Step two: Make a commitment to action, to doing what it takes.

Step three: Take the first step. Today!’

That’s it. And that’s all. Easy-peasy apple squeezy, like my kindergarten-going kiddo says. If you remind him it’s lemon-squeezy and not apple-squeezy, he says he’d like to squeeze apples instead. Then you stop and think, yeah, let’s squeeze apples as easily as we squeeze lemons. wow. There’s something there. But we’re distracting ourselves.

Prakash’s reminder to set goals is very welcome. But, its portrayed simplicity misrepresents the level of complexity involved. Most humans are like robots conditioned by their basic impulses and their upbringing. And if they weren’t exposed to the magic of delaying gratification, productive work, etc. their operant conditioning drives their entire life. Because if their operant conditioning allowed them, they’d be in Prakash Iyer’s place writing this book and teaching others about goal-setting.
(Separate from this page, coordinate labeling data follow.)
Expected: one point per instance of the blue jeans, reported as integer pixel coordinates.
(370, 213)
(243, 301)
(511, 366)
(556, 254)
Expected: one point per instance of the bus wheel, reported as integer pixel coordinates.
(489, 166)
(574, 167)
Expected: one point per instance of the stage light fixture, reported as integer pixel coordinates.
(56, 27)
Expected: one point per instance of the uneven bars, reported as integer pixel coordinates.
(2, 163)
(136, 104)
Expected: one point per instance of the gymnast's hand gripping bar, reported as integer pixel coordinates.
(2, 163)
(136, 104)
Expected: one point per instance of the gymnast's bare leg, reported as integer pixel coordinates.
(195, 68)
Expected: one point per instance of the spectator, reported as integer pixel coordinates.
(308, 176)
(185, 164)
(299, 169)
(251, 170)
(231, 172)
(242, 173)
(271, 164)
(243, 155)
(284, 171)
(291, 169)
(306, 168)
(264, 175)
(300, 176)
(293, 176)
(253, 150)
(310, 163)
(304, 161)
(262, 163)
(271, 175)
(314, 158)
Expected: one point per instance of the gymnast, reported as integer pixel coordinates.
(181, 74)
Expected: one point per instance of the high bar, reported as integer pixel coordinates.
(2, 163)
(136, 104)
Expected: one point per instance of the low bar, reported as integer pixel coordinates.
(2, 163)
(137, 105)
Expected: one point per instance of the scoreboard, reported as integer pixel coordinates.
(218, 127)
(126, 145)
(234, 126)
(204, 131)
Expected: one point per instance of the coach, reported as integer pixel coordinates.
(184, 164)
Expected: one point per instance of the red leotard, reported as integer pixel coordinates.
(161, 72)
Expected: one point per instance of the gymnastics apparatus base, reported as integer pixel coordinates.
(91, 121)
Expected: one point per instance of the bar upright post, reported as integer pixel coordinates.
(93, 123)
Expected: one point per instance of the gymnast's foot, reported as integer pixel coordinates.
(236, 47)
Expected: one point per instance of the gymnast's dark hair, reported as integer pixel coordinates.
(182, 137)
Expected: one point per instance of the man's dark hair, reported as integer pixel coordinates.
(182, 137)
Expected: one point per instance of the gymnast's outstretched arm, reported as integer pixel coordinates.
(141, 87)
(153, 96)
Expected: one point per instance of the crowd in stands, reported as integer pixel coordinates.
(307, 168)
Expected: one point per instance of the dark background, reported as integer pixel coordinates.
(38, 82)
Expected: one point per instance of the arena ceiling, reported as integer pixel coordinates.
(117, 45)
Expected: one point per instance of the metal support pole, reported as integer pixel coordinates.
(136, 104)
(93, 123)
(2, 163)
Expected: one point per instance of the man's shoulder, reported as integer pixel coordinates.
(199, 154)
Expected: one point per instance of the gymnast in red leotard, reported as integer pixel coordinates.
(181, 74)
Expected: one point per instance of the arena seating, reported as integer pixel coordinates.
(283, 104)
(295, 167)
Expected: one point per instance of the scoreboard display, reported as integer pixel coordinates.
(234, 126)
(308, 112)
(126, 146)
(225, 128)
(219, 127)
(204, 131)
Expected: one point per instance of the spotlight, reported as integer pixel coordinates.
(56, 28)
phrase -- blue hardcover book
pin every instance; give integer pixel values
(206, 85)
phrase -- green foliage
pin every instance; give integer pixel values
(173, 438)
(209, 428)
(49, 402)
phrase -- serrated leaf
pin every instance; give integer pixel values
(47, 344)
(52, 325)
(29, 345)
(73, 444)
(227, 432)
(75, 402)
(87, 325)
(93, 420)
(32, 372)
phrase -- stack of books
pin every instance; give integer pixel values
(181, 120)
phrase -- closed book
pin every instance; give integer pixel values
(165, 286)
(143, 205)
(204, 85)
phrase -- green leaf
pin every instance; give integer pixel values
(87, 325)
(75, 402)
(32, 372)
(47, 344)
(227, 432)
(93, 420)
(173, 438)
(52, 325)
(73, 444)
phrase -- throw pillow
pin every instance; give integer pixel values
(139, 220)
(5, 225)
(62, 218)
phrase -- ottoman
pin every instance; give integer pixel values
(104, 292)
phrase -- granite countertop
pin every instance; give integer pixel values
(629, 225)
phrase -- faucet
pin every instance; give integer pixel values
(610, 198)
Our yearnings indicate what we lack. And if we lack the clarity to set goals, asking people to set goals is not the step One. Iyer’s step one is far upstream of step 0, which is to look for clarity. That should be your goal 1. Clarity – what do you want to do and why. And what you do NOT want to do and why. Often times, it’s easier to define what you do NOT want to do, which then leads you to what you do want to do. That Clarity bestows a certain direction for you, which illuminates your purpose. Once this is done, you can define your goals, set them, adopt them, design them, and all that jazz. Easy-peasy.

My realisation is that as people, we lack this clarity. We don’t know what we really want to do with ourselves. And most of this is the outcome of such operant conditioning. Which, again, leads you to a life where you keep hunting for goals while actually you should be looking for clarity. For one who is clear, goals become a scale. For one who isn’t, goals are obstacles that they try to pile higher and higher while failing through it all, looking back at the finishing line with regret. Sometimes even remorse.

I’ve seen that it’s usually the management guys that love to talk about goals and goal-setting. I think it’s intuitive for them because they assume that purpose and clarity are theirs to champion. That they’re the custodians of the purpose and clarity of the people they manage. And so, the only thing that remains for you to do is define and set your goals and spend your life trying to achieve them.

Almost like: “When I ask you to jump, you say “how high?”” Classic management speak. This is what creates the classic burnout and the quiet quitting and all its varieties.

But now, times are a changing. We’re less and less in thrall of managers. The big sharks are talking agency. They want us all to exercise their agency. We’re coming out of those discussions feeling like Rip van Winkle just woke up in a new world.